What makes Hoyston and company even more nervous, though, is how their music has been mislabeled over the last couple of years. With the recent ascendance of sassy, dance-punk bands like the Rapture and Radio 4, Erase Errata has constantly been lumped in with a relatively shallow -- and mostly Gotham-based -- '80s-throwback movement that it wants no part of.

"I'd never even heard of a lot of these bands until people started comparing us to them in every article," Hoyston vents "Maybe I'm just burned-out, but all that stuff that's gotten so big lately, I can't stand it. When all the pretty people in New York get involved in something, it usually turns bad."

But as much as Erase Errata may want to distance itself from New York's retro-hipster contingent, there's no denying the similarities between the band's jerky, fissured sound and the spasmodic attack of the late-'70s/early-'80s post-punk era that everyone east of the Hudson River is ripping off nowadays. Echoes of revered, girl-fronted cult groups like Lilliput, Pylon, the Slits, Lydia Lunch's Teenage Jesus and the Jerks can be heard in Erase Errata's funky, double-jointed, oddly danceable dissonance.

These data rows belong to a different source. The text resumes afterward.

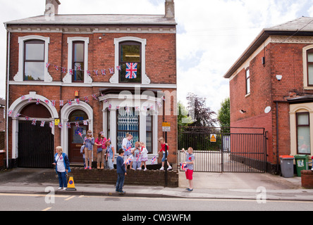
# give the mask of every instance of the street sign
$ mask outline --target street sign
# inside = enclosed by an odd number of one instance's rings
[[[210,141],[211,142],[216,142],[216,134],[211,134],[210,135]]]
[[[170,132],[171,131],[171,123],[162,122],[162,131]]]

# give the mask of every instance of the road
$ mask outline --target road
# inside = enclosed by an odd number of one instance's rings
[[[311,211],[313,202],[0,193],[0,211]],[[5,202],[5,204],[4,204]],[[185,213],[184,213],[185,214]],[[122,213],[123,214],[123,212]],[[127,212],[125,212],[127,214]]]

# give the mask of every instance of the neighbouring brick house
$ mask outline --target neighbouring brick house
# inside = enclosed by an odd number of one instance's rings
[[[313,18],[264,29],[224,75],[231,126],[268,131],[268,171],[282,155],[313,154]]]
[[[173,0],[161,15],[59,15],[60,4],[47,0],[44,15],[4,23],[9,167],[50,167],[58,146],[82,163],[78,133],[88,129],[94,137],[103,131],[116,150],[133,134],[146,143],[149,163],[164,120],[171,124],[168,161],[176,163]]]

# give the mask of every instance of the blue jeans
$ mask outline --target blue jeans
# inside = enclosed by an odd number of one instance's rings
[[[66,179],[66,172],[58,172],[58,177],[59,177],[59,185],[60,188],[67,188],[68,187],[68,181]]]
[[[116,191],[122,192],[123,186],[124,185],[125,174],[118,174],[118,180],[116,181]]]

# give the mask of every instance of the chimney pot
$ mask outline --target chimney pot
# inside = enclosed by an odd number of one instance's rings
[[[53,5],[53,6],[51,6]],[[44,11],[44,15],[59,13],[59,6],[61,5],[61,2],[59,0],[46,0],[46,10]]]

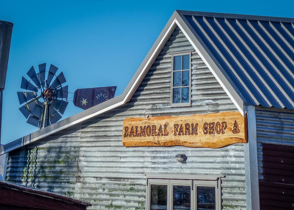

"I'd never even heard of a lot of these bands until people started comparing us to them in every article," Hoyston reiterates. "It might just be that we were influenced by some of the same things that influenced all those bands in the late '70s or whenever. I don't really listen to any of that dance-y stuff that people think is supposed to sound like us; I try not to listen to anything with any kind of disco beat or anything like that."

Still, this aversion to dance rhythms didn't stop Erase Errata from releasing a twelve-inch of mirror-ball-friendly remixes earlier this year. With tracks by underground electronic artists like Kid 606, Matmos, Kevin Blechdom and Adult, the disc confirms what Erase Errata concert-goers have known all along: The group's music can have a wrenching effect on your pelvis.

"Yeah, people go crazy dancing when we play," Hoyston concedes. "Sometimes it's just bobbing, depending on the crowd, and sometimes it's total crowd-surfing. You can't help it; at our shows, something just kind of takes over."

Indeed, her lyrics to the song "Dexterity Is #2" read like a veritable get-down manifesto -- or at least the storyboard to a Michael Jackson video: "Mirror footprints on the floor/Follow those steps as they light up/Dexterity is part of being a good citizen/Dance, U.S.A., dance!"

"Most of the songs we play live are our kind of dance songs," says Hoyston, "the songs that get people really hyped up. It makes things a lot more interactive and thrilling. And it makes me, as a performer, feel a part of something as opposed to just being the television for these people tonight." (Coincidentally, one of the songs on Other Animals is titled "How to Tell Yourself From a Television.") "Sometimes people just sit there and watch you like they watch a movie. I like when they get excited about what's going on. I would hope that people go away with some kind of extra energy or physical empowerment from having jumped around and had fun."

But Hoyston has a more personal, even selfish reason for inciting fans to party on the dance floor at Erase Errata shows. "I really appreciate it when people are going nuts," she confesses with a laugh. "That means they're not just standing there and making me nervous."